Mr Hardwick said all prison officers should be trained in mental health issues so they could spot telltale signs of depression and other illnesses before they develop into serious harm or suicide.
Currently, training programmes are left to individual prison governors, but Mr Hardwick wants a national policy.
He had been impressed by a recent inspection of New Hall women’s prison in Wakefield, Yorkshire, where 90 per cent of officers had undergone mental health training.
He said: “I think all prison officers need to be trained to at least a basic level in identifying and dealing with people with mental health problems.
“Where there’s a lower level of training, people don’t understand the behaviour that’s being demonstrated, so they just write off prisoners’ behaviour as being troublesome and bang them up in a cell.
“Training would be better for the prisoner, better for the officers and if that means you can do something more productive with the prisoner when they’re there, it’d better for the public as well because we all want them to be less likely to commit offences when they leave prison.”
He was most concerned about “poor copers”, those prisoners who are quieter and more isolated.
He said: “The noisy ones who are safest because they get the attention; it’s the quite ones who are more at risk because they get neglected.
“They’ll be kept in some small place, often a little workshop, and they’re tucked away.
“They’re the ones who get bullied and are suicide risks.
Mental illness in women’s prisons was also particularly worrying and “shameful”, he said.
An inspection report at Styal Prison in Cheshire last year deeply disturbed him.
He said: “The right word for what was going on at Styal is ‘self-mutilation’. “They were tearing great chunks out of themselves.
“If you had a very a disturbed man and they were tearing great chunks out of other people, there would be huge attention.
“But because they were doing it to themselves, they were simply not getting the level of support required.
“The staff often were simply heroic, but it was just ordinary prison officers dealing with these completely horrendous levels of self-harm.
“It was shameful.

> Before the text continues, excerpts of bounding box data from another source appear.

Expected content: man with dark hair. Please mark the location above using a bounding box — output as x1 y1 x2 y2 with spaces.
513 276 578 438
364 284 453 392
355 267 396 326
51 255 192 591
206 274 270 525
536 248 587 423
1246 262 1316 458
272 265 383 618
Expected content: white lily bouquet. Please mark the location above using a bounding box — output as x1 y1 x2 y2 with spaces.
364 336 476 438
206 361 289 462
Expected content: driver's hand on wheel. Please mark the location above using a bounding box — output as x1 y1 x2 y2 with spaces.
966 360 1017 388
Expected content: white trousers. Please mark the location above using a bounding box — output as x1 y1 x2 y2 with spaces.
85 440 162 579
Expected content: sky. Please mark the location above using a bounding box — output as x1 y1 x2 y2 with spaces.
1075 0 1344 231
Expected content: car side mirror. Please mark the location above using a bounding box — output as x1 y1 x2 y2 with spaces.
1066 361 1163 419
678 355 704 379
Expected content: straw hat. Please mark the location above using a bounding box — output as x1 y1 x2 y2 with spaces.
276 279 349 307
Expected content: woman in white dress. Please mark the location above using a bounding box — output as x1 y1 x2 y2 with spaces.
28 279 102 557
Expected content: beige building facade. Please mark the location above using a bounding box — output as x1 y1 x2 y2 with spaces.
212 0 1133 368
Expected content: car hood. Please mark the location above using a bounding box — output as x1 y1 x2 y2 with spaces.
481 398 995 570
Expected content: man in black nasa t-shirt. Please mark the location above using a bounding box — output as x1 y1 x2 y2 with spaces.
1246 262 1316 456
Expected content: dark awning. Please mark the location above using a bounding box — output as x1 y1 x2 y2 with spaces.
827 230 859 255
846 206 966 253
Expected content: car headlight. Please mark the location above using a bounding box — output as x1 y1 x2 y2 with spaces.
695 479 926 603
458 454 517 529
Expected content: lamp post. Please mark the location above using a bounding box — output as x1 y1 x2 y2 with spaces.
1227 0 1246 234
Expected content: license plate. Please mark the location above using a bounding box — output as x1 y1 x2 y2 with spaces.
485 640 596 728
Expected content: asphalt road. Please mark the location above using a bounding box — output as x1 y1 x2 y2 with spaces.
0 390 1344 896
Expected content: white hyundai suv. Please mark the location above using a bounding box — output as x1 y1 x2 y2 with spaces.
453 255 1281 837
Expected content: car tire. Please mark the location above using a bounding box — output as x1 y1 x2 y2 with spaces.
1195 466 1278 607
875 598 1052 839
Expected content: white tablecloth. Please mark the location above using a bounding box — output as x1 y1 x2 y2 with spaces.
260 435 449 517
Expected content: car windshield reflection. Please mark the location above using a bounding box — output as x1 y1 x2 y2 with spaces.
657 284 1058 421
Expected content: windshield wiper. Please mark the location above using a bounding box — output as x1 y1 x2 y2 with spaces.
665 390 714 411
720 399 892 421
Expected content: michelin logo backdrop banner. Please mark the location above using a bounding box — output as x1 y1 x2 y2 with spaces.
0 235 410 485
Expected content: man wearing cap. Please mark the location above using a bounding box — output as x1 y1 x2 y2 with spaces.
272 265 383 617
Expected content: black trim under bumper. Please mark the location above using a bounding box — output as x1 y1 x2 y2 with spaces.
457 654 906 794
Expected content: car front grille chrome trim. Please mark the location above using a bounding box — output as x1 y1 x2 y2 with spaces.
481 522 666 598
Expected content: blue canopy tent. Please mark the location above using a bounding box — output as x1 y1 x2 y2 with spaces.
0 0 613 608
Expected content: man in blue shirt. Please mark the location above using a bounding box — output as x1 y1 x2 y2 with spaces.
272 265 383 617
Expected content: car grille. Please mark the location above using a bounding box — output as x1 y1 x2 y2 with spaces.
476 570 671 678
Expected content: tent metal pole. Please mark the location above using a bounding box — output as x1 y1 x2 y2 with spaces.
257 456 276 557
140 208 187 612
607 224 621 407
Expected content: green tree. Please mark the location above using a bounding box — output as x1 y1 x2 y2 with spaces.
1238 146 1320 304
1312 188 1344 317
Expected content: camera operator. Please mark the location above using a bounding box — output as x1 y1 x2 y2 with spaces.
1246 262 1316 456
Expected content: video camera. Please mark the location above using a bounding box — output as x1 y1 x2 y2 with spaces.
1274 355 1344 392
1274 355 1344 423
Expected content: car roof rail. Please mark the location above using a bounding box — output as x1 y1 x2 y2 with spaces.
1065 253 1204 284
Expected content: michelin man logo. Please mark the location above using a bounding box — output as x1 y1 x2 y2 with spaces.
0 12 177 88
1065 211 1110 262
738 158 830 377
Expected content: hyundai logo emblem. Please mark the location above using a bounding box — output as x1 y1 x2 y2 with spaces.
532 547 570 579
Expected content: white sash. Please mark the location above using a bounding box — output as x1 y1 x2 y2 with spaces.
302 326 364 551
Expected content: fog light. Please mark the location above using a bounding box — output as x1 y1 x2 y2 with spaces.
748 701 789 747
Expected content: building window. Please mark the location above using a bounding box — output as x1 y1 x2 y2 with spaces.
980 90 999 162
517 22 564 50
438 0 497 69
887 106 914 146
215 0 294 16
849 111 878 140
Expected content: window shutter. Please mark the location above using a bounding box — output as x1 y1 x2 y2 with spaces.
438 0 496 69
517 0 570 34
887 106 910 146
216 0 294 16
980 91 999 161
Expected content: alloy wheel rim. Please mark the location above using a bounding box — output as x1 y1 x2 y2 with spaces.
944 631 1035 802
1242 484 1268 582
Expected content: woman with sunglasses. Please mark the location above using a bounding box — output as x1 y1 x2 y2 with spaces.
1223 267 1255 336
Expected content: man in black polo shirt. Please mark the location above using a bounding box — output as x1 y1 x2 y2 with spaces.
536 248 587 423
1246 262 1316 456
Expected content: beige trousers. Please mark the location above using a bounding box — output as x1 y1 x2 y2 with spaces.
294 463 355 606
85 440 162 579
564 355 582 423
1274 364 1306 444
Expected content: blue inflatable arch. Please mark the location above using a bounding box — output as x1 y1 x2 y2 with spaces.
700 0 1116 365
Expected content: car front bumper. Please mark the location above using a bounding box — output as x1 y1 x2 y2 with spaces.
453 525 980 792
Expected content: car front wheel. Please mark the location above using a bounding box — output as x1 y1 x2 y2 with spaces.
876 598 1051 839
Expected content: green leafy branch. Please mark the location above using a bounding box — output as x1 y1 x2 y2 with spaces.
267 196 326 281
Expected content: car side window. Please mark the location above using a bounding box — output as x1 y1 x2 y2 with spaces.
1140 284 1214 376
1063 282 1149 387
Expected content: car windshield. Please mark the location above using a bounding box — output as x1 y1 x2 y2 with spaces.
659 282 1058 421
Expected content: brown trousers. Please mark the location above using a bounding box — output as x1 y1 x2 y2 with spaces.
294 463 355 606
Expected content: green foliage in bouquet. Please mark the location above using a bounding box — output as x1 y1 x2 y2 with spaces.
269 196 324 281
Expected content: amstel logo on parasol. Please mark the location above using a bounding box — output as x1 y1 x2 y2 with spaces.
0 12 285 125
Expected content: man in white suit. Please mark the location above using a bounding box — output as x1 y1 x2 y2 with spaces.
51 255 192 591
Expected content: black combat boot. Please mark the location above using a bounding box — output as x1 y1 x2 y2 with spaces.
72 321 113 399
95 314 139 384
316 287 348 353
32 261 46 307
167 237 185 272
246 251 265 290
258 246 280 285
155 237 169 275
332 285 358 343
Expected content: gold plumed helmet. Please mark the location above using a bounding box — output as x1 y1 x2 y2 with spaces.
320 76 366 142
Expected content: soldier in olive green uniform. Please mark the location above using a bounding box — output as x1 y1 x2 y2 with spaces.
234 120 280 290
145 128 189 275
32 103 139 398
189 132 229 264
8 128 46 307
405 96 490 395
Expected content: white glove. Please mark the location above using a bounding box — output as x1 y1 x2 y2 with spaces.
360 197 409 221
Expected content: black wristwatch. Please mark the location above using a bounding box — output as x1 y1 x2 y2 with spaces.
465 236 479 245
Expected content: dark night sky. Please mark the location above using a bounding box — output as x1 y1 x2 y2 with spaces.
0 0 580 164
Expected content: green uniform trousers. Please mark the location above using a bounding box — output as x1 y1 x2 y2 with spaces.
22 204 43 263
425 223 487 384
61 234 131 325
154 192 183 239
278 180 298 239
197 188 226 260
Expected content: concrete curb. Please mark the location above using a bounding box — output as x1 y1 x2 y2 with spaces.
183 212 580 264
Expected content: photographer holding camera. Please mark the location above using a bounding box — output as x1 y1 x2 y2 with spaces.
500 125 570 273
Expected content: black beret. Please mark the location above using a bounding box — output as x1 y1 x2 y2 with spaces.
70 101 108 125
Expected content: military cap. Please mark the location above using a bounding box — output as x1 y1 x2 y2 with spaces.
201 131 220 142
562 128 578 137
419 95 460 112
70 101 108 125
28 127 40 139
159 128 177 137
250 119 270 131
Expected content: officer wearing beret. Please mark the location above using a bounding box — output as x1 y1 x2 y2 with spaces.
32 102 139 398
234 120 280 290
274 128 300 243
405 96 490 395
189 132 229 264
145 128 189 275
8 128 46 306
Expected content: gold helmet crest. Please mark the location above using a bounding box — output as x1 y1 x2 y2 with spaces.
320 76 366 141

These were terribly ill women.
“No one dealing with them thought they were anything other than terribly ill.
“And they were stuck in this unit where ordinary prison officers were just busting a gut to try and stop them.
“When we looked at the use of force incidents, they were predominantly about prison officers cutting them down when they were trying to hang themselves.
“I had no idea it was like that, no idea.”
He added: “I don’t think the public, as a whole, understand just how big a problem this is.
“Yes, treating costs money but it costs a lot of money to keep someone in prison.
“On the whole, the Scandanavian countries are better at dealing with this. They start with the person, not the crimes, so they would look at what interventions does this person need rather than what we do about this crime
The Ministry of Justice said it would assess the results of the training programme at New Hall before deciding “whether there is potential for this to be rolled out further”.